Her thoughts snapped back to the here and now when she realized someone stood behind her on the pier. She smelled the man before she felt his gun nudge her kidney.
“Unless you're housekeeping’s turndown service, which I doubt, since there ain’t no chocolates on my pillows, drop the weapons before I shoot a hole straight through ya.”
Shit, shit, shit!
She did what he wanted, waiting to feel the pain from a gun blast. He spun her around. This wasn’t the man who followed her from the restaurant. No, this was a vagrant; unwashed, stinking of alcohol and stale sweat. Seeing the grimy finger pointing at her midsection, she realized he didn’t have a gun. She dove for her weapons but he knocked her aside, beating her to the draw. He pocketed them in a ratty army jacket.
“You want’em back? It’s gonna cost ya.” Hands on his hips, he shot her the evil eye. “Come into a man’s bedroom and disturb him, you’re gonna pay for it. I was having a nice snooze ‘til you showed up.”
“Look, I don’t have any money. I left it all at a restaurant to pay for a meal I never got to eat.” She was losing control, felt her lips tremble and pressed her fingers against them. Damn. “I need those weapons because there’s a man back there hunting me down for my ex-husband who wants to kill me.”
“The hell you say.” He moved past her to peer around the corner of a container. He turned back, hissing against her ear. “You wasn’t kidding lady. Someone’s coming. Let’s go.”
He took her by a wrist, zigging and zagging behind machinery and wooden crates until they arrived at a patch of woods. He kept on going, climbing until she thought her legs would give out. He did not stop until they reached a group of tents, cardboard shelters, and fires burning in rusted barrels at the top of a rise. Clothes hung on ropes strung through the trees. Old cars sealed off both ends of a rutted drive. People lay on threadbare mattresses, smoking dope and drinking.
“The name’s Moses. What’s yours?”
He pulled her into one of the tents, dropping a blanket back over the entrance from the ceiling. “You’re safe here with me. Now tell me what happened.”
Two other men sat in the tent, wearing camo gear. Her eyes strayed to the dog tags hanging from chains around all of their necks, the ribbons and medals pinned on Moses' jacket. Adding in the tattoos she saw on the other men's arms, she realized they were former military. Men who had fought to defend this country and then slipped through the cracks upon returning home. Her eyes teared up. It broke her heart. She burst into tears and not just for them, but for herself as well and her current situation. She couldn’t go on, and her story came pouring out.

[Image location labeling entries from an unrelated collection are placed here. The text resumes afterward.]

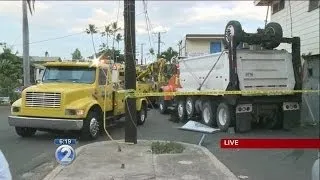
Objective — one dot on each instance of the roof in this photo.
(204, 36)
(39, 58)
(262, 2)
(42, 58)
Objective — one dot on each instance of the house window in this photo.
(313, 4)
(215, 47)
(277, 6)
(102, 77)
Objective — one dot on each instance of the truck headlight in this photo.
(73, 112)
(15, 109)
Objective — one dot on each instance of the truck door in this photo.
(105, 90)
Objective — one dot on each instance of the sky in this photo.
(53, 20)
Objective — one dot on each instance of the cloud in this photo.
(242, 10)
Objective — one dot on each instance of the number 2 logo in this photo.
(66, 157)
(65, 154)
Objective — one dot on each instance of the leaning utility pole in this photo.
(130, 70)
(141, 53)
(25, 44)
(159, 42)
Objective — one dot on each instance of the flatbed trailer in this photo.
(237, 69)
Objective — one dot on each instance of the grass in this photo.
(166, 148)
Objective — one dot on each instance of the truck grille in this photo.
(42, 99)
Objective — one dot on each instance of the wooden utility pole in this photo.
(130, 70)
(25, 34)
(159, 42)
(141, 53)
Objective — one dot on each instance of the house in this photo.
(37, 69)
(201, 44)
(301, 19)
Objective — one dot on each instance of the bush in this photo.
(166, 148)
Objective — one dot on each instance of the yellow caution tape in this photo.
(133, 94)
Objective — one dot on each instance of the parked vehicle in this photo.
(260, 67)
(80, 96)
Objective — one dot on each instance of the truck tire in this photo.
(224, 116)
(142, 114)
(208, 114)
(163, 105)
(233, 28)
(273, 120)
(25, 132)
(181, 111)
(274, 29)
(190, 107)
(91, 126)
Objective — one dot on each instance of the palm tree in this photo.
(25, 36)
(118, 39)
(114, 30)
(107, 32)
(179, 45)
(92, 29)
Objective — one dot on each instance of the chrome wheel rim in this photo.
(180, 110)
(222, 117)
(189, 107)
(206, 115)
(94, 127)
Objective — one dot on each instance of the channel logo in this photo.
(65, 154)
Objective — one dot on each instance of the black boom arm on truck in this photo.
(269, 38)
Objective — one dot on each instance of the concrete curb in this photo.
(214, 160)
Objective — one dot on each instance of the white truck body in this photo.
(257, 70)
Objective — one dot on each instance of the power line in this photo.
(57, 38)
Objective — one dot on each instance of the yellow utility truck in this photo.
(74, 96)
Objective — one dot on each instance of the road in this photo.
(25, 155)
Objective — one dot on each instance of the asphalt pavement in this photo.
(28, 156)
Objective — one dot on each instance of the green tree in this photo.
(107, 32)
(10, 73)
(118, 39)
(92, 29)
(169, 54)
(76, 55)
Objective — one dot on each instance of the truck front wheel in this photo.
(181, 110)
(25, 132)
(163, 105)
(208, 114)
(91, 126)
(224, 116)
(142, 114)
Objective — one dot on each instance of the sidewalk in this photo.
(102, 160)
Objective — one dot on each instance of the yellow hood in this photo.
(58, 87)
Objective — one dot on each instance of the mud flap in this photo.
(291, 115)
(243, 118)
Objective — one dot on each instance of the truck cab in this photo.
(73, 96)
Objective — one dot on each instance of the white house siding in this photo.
(304, 25)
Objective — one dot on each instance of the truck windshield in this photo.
(69, 74)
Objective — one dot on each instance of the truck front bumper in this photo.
(45, 123)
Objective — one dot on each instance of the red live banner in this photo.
(270, 143)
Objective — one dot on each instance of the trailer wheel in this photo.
(91, 126)
(273, 29)
(224, 116)
(208, 114)
(163, 105)
(142, 114)
(190, 106)
(25, 132)
(181, 110)
(273, 120)
(233, 29)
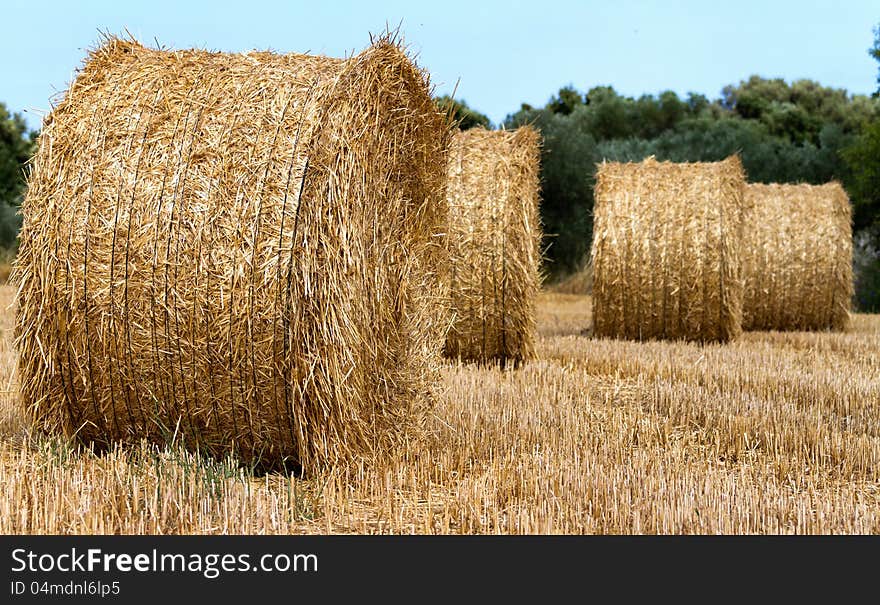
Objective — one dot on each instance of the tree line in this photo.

Moses made tea on a butane stove while the other two indulged in whiskey and blunts. She choked on the smoke until he opened the tent flap before handing her a cup. “So, you’re saying you're supposed to fly outta here tomorrow, but your plane ticket and suitcase are still at that place you’re staying?”
“Yes. I can’t go back there to get them because people are watching. If I get caught, I’ll be taken to my ex-husband and killed.” She felt another tear roll down her cheek and brushed it away. “I’m sorry to be such a crybaby. I guess I’m just scared.”
“You got nothing to worry ‘bout no more, Sarina.” Moses stood, his two friends along with him. One carried a rucksack, the other a flashlight.
Moses turned to her as they headed out the door. “Stay inside until we get back. Then we’ll drive you to the airport.”
She stared at him as if he were ten feet tall and the bravest man she had ever met, because he was. “But, how can I repay you when I have no money?”
“Play it forward, gal. Jus’ play it forward.”
Moses was true to his word. At six a.m. the next morning, she was in the air on a flight to Alaska. Lance Schmidt and the contract on her life be dammed. She'd take her chances with the wilderness. She was better off there than risking the bastard catching her on the streets of Washington D.C., his home turf. At least now she might have a fighting chance at survival.